Although mobile enterprise applications have held productivity promises over many years, they remained on the level of just using wireless email. Now, with iPhone 4 release, there is light at the end of the tunnel. First of all, it provides a powerful development environment, allowing everyone to build an application for iPhone 4. Moreover, it isn’t necessary to depend on iTunes to distribute the app anymore, providing the IT with a possibility to control applications end-to-end. Enhanced security plays its role, and the device’s popularity frees the enterprise from advertising the iPhone apps.
As Apple seems to be completely ready to offer the enterprises mobile apps, that’s their turn to prepare to use devices in their operations. It would make sense to start with preparing for the departmental applications explosion. What the CIO needs to acknowledge is that the mobile applications are not the same as the traditional ones and should be handled differently. The large organizations are familiar with the basic model, where heavy software offering hundreds of functions is taken for a basis for the large systems like CRM or Knowledge Management. But here they will face small and focused apps taking weeks, not years, to get to market and delivering a very limited number of functions.
The sharks of the industry won’t wait for central IT to develop their own applications. Instead, they can become developers themselves or hire a freelancer to build simple applications that would satisfy their particular demands. Since iPhone apps are very easy to create and convenient to use, the CIO will only need to decide who will be responsible for which type of applications, appointing the certain people to build, to support, to fund, to innovate, to deal with chaos, to distribute bright iPhone 4 covers, etc.
Besides, the enterprises should think of the training helpdesk specialists. Today most helpdesks can deal with the questions on email settings or delivery for the mobile phone, but they most likely won’t be able to help smartphone owners with Calendar integration, Google Maps, or memory conflicts and issues from the hundreds of applications. With broadening of the helpdesk roles the enterprise call center will require a new level of expertise to be able to consult on troubles that don’t occur on the desktops. And this type of questions might become those of a higher priority, since the urgency of resolution for mobiles is much higher than for desktop. If user experiences some application slowing down his desktop’s system, he could agree to wait on it. But if something’s wrong with a mobile, losing the battery power and unable to make calls, they would definitely opt for fixing the phone first.
The CIO should decide on what investments will be required to support mobility, including the training expenditure. Although smartphones have enabled employees to send and receive their email on-the go for a long time so far, iPhone 4 promises that enterprise apps functionality will be far beyond just wireless email.

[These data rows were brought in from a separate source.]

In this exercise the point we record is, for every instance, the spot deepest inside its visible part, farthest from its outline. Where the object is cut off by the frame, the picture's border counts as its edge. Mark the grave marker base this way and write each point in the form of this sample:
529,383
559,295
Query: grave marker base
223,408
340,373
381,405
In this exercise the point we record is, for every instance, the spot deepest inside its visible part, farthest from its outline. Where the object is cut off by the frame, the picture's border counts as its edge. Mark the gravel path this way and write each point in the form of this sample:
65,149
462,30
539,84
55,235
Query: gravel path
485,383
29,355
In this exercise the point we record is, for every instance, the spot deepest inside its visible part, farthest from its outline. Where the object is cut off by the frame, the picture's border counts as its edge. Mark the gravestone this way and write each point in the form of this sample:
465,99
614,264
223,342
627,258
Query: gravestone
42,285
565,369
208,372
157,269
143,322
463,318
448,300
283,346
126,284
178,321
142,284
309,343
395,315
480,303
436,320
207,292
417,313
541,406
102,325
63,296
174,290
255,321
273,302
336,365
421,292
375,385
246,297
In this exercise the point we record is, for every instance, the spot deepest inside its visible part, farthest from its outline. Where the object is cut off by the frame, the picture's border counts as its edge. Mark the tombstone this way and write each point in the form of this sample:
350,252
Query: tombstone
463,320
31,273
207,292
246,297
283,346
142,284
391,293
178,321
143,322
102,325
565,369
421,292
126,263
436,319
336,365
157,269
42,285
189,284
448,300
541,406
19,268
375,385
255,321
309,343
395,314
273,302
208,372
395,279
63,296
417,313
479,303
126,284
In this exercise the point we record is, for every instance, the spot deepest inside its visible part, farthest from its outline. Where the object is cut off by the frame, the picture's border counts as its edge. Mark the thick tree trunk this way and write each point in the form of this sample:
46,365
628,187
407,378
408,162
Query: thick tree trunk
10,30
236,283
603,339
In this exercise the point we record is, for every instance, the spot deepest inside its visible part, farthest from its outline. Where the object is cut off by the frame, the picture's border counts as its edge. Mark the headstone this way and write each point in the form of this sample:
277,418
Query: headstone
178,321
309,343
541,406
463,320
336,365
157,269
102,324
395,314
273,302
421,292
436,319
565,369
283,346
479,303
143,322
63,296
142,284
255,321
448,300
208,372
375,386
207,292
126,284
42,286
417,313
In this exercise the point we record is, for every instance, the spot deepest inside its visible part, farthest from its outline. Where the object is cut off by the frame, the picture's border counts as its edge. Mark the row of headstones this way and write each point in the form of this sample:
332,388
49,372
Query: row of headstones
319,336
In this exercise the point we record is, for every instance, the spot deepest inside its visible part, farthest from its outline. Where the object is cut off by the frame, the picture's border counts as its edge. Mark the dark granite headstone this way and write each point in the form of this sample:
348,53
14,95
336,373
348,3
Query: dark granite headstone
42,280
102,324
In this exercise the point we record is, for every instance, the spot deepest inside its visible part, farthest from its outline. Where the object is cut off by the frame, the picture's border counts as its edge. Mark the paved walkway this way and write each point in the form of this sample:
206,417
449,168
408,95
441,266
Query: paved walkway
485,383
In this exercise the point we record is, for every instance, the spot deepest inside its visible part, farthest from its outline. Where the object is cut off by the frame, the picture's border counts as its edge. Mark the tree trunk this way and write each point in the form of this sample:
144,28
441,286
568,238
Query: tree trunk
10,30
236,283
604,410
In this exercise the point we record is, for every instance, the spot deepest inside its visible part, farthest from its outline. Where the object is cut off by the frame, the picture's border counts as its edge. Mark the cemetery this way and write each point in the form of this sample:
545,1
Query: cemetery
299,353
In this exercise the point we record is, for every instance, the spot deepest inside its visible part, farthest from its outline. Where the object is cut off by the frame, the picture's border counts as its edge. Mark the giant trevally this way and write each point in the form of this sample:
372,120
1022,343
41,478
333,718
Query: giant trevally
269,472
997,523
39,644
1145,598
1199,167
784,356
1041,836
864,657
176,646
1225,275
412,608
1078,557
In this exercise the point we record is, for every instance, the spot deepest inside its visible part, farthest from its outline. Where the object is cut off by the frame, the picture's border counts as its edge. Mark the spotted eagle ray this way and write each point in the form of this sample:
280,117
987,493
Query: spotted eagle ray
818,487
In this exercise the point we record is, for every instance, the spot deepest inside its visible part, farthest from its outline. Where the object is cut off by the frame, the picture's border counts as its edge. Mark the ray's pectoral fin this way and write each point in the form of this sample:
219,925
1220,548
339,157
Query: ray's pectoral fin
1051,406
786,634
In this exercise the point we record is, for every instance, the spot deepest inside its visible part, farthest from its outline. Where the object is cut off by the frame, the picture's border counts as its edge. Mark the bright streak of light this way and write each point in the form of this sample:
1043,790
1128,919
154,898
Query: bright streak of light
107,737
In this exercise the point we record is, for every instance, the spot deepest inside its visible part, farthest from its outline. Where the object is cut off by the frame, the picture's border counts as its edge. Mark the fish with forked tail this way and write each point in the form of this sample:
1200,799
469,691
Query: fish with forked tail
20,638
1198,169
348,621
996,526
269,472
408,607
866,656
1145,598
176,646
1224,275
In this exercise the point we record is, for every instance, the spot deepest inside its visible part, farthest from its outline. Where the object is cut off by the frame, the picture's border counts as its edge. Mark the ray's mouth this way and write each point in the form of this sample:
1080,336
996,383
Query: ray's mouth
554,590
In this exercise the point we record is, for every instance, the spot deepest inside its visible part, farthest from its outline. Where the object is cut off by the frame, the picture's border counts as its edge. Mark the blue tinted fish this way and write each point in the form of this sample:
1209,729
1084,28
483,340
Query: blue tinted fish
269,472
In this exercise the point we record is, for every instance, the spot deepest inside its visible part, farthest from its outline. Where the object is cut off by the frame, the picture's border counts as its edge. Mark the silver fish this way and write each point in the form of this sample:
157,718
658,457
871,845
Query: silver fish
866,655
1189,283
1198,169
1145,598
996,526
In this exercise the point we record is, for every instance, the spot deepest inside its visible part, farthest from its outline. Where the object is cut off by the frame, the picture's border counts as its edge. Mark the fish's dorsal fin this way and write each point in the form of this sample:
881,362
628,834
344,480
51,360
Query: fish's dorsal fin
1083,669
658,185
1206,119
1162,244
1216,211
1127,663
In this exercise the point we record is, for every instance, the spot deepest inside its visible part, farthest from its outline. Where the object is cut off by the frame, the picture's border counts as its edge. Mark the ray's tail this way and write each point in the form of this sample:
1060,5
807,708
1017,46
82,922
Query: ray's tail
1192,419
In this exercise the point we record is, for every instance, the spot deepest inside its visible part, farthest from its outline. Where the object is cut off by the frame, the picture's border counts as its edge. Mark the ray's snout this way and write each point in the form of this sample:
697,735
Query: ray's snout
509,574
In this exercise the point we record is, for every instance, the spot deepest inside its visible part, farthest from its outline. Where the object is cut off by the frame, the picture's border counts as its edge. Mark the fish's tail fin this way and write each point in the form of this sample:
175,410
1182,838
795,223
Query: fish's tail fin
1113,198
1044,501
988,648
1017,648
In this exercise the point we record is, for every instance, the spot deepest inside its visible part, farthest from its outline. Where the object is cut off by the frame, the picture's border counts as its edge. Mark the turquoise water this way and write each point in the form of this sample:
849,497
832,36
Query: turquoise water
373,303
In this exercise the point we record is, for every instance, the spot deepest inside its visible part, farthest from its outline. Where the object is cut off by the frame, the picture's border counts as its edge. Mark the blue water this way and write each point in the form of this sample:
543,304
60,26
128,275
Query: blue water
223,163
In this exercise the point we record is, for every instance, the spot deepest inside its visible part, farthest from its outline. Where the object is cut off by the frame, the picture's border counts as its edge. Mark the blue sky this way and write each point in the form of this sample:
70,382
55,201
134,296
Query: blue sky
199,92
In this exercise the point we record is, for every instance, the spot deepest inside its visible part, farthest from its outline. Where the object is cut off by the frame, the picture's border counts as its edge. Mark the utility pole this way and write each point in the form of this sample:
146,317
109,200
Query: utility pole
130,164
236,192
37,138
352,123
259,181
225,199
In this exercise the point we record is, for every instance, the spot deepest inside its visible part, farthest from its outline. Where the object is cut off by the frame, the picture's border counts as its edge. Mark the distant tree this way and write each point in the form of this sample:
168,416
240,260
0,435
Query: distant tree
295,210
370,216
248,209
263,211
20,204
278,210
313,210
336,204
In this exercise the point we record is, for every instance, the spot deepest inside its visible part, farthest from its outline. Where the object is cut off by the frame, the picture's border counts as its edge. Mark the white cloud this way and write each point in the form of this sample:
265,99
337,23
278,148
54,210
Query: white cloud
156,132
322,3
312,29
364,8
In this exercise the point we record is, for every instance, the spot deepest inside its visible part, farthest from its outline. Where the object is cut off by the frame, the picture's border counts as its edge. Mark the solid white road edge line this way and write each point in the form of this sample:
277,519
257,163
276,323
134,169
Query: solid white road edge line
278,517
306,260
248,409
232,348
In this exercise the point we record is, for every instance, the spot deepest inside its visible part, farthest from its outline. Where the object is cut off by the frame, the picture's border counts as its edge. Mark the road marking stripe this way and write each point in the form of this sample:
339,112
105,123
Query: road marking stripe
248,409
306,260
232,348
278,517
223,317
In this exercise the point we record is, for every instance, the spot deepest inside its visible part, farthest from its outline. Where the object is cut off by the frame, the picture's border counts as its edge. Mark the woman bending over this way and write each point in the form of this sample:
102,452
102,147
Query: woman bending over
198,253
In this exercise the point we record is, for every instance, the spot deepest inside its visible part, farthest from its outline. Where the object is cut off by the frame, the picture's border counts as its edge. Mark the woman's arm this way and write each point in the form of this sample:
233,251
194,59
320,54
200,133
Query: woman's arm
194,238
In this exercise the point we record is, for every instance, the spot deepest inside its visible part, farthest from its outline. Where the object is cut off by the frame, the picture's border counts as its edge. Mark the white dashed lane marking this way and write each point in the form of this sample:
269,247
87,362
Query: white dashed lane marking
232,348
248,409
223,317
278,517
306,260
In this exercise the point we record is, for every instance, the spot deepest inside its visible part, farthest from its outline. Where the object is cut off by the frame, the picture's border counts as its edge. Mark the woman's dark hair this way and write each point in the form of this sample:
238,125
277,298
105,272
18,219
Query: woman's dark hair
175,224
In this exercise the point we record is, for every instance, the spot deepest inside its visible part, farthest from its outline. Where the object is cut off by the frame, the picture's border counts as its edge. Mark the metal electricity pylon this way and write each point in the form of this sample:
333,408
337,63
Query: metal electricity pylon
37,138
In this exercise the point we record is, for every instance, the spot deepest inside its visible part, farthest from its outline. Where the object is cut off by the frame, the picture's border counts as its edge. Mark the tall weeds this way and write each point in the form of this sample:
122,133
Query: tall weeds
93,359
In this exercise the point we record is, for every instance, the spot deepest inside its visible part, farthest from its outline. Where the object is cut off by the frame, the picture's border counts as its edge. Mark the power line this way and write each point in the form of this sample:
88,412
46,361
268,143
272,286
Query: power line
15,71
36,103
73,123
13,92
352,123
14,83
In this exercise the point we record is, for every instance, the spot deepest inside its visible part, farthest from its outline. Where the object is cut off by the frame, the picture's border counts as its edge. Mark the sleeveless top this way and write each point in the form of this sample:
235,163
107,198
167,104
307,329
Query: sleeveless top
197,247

The next step to think about is always a policy. If the enterprise decides it needs to define some policies, it should be done at the very beginning, right after you first noticed the iPhone 4 case on your colleague’s table. Although the major part of companies isn’t thinking about mobile apps yet, let alone building their own applications, application policies still need to be set. The reason is clear even if there won’t be a corporate use of iPhone apps, there still be a private use inside the company. Every business user is still a consumer, while the ordinary user usually has more than a dozen of applications and keeps seeking out the best.
This means that CIO needs to define a policy model covering both internal and external applications. In order to do that, the questions should be settled regarding the list of app to be officially supported, reimbursed, tolerated or denied; the list of people responsible for taking decisions and analyzing the impact on individual’s satisfaction and the consequences of breaking the policy.
The world is looking forward to meeting a new generation of mobile enterprise applications. Are you ready to join the team of those carrying iPhone 4 cases on their belts all around the company?